Disney - Holiday Wishes (2) (Explored)
(パーティには──花火が似合う)

今回は、作中作の『PCP』が描かれました。

第 24 話 のラスト 4 ページだけですが、『バクマン。』本編と同じようなクオリティで展開しています。サイコーはもはや、小畑健さんと同じくらいの画力を身につけた──ことになる。

「おじさん」も、あの世から応援しているでしょう。

港浦の感想を見ても分かるとおり、『PCP』はグイグイと画面に引き込まれる──「読まされる」マンガですね。後味の良い『DEATH NOTE』という感じ。

必ず この手で ……

明知のうしろには、シルエットになった「PCP」の 3 人がいる──。メチャメチャ格好いいコマですね!(「ジャンプ」本誌だと、印刷がツブれがちなのが残念) バトルマンガでよく見る演出みたい……だと…… !?

「たまたま明知は窓の外を見たままだったけど、振り返っていたらどうするんだ?」とか「マコトは砂場から職員室まで、何秒で走ってきたんだろう?」とかは、考えてはいけない!

猫のような目をしている明知は、すこしだけ岩瀬にも見えます。「亜城木夢叶のライバル」をイメージしたキャラなので、エイジや岩瀬・ほかのライバルたちの要素も入っているのかも。

と言うことは明知は──、ツンデレか!(蒼樹・岩瀬)

ひとつだけ 教えて くれないか?

この場面を初めて読んだ時には、「──マコトの声で『PCP』の正体が分かるのでは?」と思いました。そして再読の際に、ボイスチェンジャ(ヘリウムガス?)を使っていることに気がつく。

──ん? ということは、このキマッている場面のマコトは、メッチャ高音でしゃべっているということですよね。ちょっと、笑える。アニメになった時に、どうなんだろうなぁ……。

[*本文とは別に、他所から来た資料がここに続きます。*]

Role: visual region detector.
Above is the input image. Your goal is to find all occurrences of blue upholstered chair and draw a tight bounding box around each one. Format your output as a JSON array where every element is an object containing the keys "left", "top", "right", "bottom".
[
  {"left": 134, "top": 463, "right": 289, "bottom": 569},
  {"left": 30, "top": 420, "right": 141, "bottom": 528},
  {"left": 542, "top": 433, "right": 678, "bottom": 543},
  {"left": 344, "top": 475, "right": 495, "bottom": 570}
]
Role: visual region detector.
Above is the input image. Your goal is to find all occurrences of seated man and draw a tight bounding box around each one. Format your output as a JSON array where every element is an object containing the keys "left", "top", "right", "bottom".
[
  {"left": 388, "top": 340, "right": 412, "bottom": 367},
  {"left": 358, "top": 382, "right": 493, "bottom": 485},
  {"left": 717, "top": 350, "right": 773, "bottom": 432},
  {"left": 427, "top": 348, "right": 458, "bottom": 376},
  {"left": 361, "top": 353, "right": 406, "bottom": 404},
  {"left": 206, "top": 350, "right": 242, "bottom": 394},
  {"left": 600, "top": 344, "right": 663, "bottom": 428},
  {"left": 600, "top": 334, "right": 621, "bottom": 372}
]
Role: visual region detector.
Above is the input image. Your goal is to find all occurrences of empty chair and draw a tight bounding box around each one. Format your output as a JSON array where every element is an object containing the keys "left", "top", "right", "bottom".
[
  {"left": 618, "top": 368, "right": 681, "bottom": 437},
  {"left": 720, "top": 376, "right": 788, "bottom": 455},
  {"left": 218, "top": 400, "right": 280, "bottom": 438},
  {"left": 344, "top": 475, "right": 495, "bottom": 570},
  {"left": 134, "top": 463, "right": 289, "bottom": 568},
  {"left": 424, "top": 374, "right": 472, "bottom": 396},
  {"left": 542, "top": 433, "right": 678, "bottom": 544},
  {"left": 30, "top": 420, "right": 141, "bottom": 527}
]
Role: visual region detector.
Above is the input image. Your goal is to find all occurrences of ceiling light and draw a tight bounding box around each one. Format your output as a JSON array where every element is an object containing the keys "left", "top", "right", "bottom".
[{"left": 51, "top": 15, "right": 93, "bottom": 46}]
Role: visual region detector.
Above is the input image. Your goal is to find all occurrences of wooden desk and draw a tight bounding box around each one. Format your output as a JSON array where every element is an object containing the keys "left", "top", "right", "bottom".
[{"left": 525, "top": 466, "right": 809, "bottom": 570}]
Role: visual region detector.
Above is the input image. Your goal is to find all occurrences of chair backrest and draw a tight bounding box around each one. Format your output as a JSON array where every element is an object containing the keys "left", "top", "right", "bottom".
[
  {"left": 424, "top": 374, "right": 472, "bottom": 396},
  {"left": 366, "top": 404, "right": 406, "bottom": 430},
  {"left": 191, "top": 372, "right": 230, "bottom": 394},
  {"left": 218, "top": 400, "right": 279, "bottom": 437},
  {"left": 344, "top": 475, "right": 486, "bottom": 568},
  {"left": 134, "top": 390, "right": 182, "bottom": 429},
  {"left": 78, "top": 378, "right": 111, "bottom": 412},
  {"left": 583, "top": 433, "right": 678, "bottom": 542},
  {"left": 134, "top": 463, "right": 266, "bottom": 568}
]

うしろのほうでツンとすまし顔の、安之城舞がミリョク的です。亜豆がモデルのキャラクタだけあって、サイコーも気合いを入れて描いているのでしょうね。もうすこし、舞の出てくるシーンを見てみたい。

さて、『PCP』のページはここまでですが、今回の『バクマン。』はまだ続きます。初回にはそれに気づかずに、「今週も面白かったな……!」とページを閉じそうになりました。それくらい、イイ読後感なんですよね。

その良い印象がどこから来ているのかというと、明知が最後にありがとうと言うところです。

「PCP」は明知をライバルと認めていますが、明知のほうは「PCP」を敵と思っていたのかもしれない。それがここに来て、明知が「PCP」に礼を言うことで、「お互いに握手を交わした」のと同じ印象を読者に持たせた──のだと思う。

「ジャンプ」マンガでライバルと言えば、最終的には仲間になることがほとんどです。

今回の明知は、「PCP」のライバルであり続けることを選んだ。すこし振り向くだけで、ほかに得がたい「友だち」を手に入れられたのに……。基本的には一人で戦い続けることを、明知は選択したのです。その切なさが良い。

ラストシーン カッコイイですね…

港浦と山久との言い争い(なかよく けんかしなっ♪)は、いつの間にか見られなくなりました。その代わりに、港浦は雄二郎と口げんかをしている。そのうち、瓶子副編集長クラスとバトりそうな勢いです。

「控えめな厚かましさ」が持ち味の港浦ですが、初期のころは、もうちょっと押しつけがましい人物でした。──たぶん、かなり不評だったんだろうなぁ……。それとも、作者自身が「ウザッ!」と思ったのかも。

自分が担当している作家を持ち上げる意見を、先輩・後輩も関係なく、エンリョなく言い合えるなんて、いい職場ですね。

──あ、それにしては、(運の良さによって)ヒット作を何本も世に出し続けている雄二郎が、まったく出世していないのは、どうしてなんでしょうか。やっぱり──、「ジャンプ」編集部も年功序列なのかもしれませんね。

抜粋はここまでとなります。